The various reports on PAT prevalence seem to reflect the impact of the imaging method used for observation; thus, the frequency of PAT observed in tomographic studies is undoubtedly higher than that found in orthopantomography (Tables 5 and 6), and while PAT is visible in the latter, the least superficial mean portion of AT can only be observed in CT or CBCT, which probably influences the number of cases identified through them.
PAT should be differentiated from other types of radiolucency in the zygomatic arch, including aneurysmal bone cyst, hemangioma, giant cell tumor, eosinophilic granuloma, fibrous dysplasia, and metastasis. While PAT can be incidentally detected in X-rays as asymptomatic radiolucent images of non-expansive characteristics, all the other conditions present a painful increase in size and radiographically show a destructive appearance.3,5,12
It has been reported that the correlation between actual bone thickness and that shown by CT is high for structures of one millimeter or more, while those with dimensions below the spatial resolution of the equipment show a progressive difference between such thicknesses.

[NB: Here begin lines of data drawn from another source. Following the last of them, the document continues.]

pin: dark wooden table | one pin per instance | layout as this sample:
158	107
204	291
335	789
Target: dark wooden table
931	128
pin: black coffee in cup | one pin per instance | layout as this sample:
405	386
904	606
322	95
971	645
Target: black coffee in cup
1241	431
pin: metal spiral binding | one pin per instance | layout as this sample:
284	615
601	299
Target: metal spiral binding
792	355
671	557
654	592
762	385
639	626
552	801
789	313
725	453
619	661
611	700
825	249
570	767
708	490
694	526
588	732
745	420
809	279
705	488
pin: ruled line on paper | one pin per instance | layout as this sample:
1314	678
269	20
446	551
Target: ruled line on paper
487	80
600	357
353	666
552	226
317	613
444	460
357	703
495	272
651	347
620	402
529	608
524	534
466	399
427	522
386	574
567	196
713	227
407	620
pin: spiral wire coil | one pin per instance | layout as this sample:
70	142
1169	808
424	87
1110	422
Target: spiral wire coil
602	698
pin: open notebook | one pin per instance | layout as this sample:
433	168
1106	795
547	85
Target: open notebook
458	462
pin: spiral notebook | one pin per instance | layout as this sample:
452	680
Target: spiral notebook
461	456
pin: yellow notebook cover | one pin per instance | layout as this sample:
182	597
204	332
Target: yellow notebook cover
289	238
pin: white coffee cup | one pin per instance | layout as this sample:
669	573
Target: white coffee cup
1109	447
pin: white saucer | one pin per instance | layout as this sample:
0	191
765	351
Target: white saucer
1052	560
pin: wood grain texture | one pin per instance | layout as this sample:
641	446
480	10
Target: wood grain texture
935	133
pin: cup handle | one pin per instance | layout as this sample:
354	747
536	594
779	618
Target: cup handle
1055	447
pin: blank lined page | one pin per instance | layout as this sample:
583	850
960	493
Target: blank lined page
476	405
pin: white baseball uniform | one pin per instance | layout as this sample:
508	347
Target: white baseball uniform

Also, in clinical situations, the inclination of the bone wall varies in relation to the image plane, demonstrating that the combination of a bone wall with less than one millimeter in thickness and an inclination of 35° results in an image bigger than the actual thickness.29,30 In such circumstances, over-estimation would risk overlooking the presence of DMF. Moreover, it should be noted that the discontinuity of the cortical is a very thin bone that cannot be observed due to the size of the voxel;28 therefore, future research should seek the characterization of this possible anatomical variant of the temporal bone, as well as the influence of imaging parameters and the type of CT scanner used.
The importance of identifying these anatomical variations is that if bone thickness is reduced by the air cells or there is a discontinuity in the cortical, the extension of pathological processes in the TMJ would be facilitated due to the lower resistance in the area, so that tumors in the mastoid process and the ear could spread into the joint, while otitis or mastoiditis, as they involve the joint, would result in ankylosis of the joint.1,5,28 On the other hand, it has been found that the presence of air in the TMJ may be associated with acute fracture of the temporal bone,25,32,33 because surgical procedures performed on a temporal bone with such variations, as well as those performed on the mandibular bone component of TMJ or related soft tissues, could be complicated by unintended penetration of instruments, which may result in dural leakage, brain-spinal fluid leakage, intracranial infection or hemorrhage.3,10,12,25 It has also been noted that an extensive PAT could be a contraindication for tuberclectomy or tubercleplasty.3,25
In conclusion, CT helped identify PAT and DMF, studied anatomical variants with areas of minimal resistance that can facilitate the spread of pathologies and lesions of the TMJ to the median cranial fossa, as well as contraindicate a number of surgical acts that while altering their integrity could establish the aforementioned communication.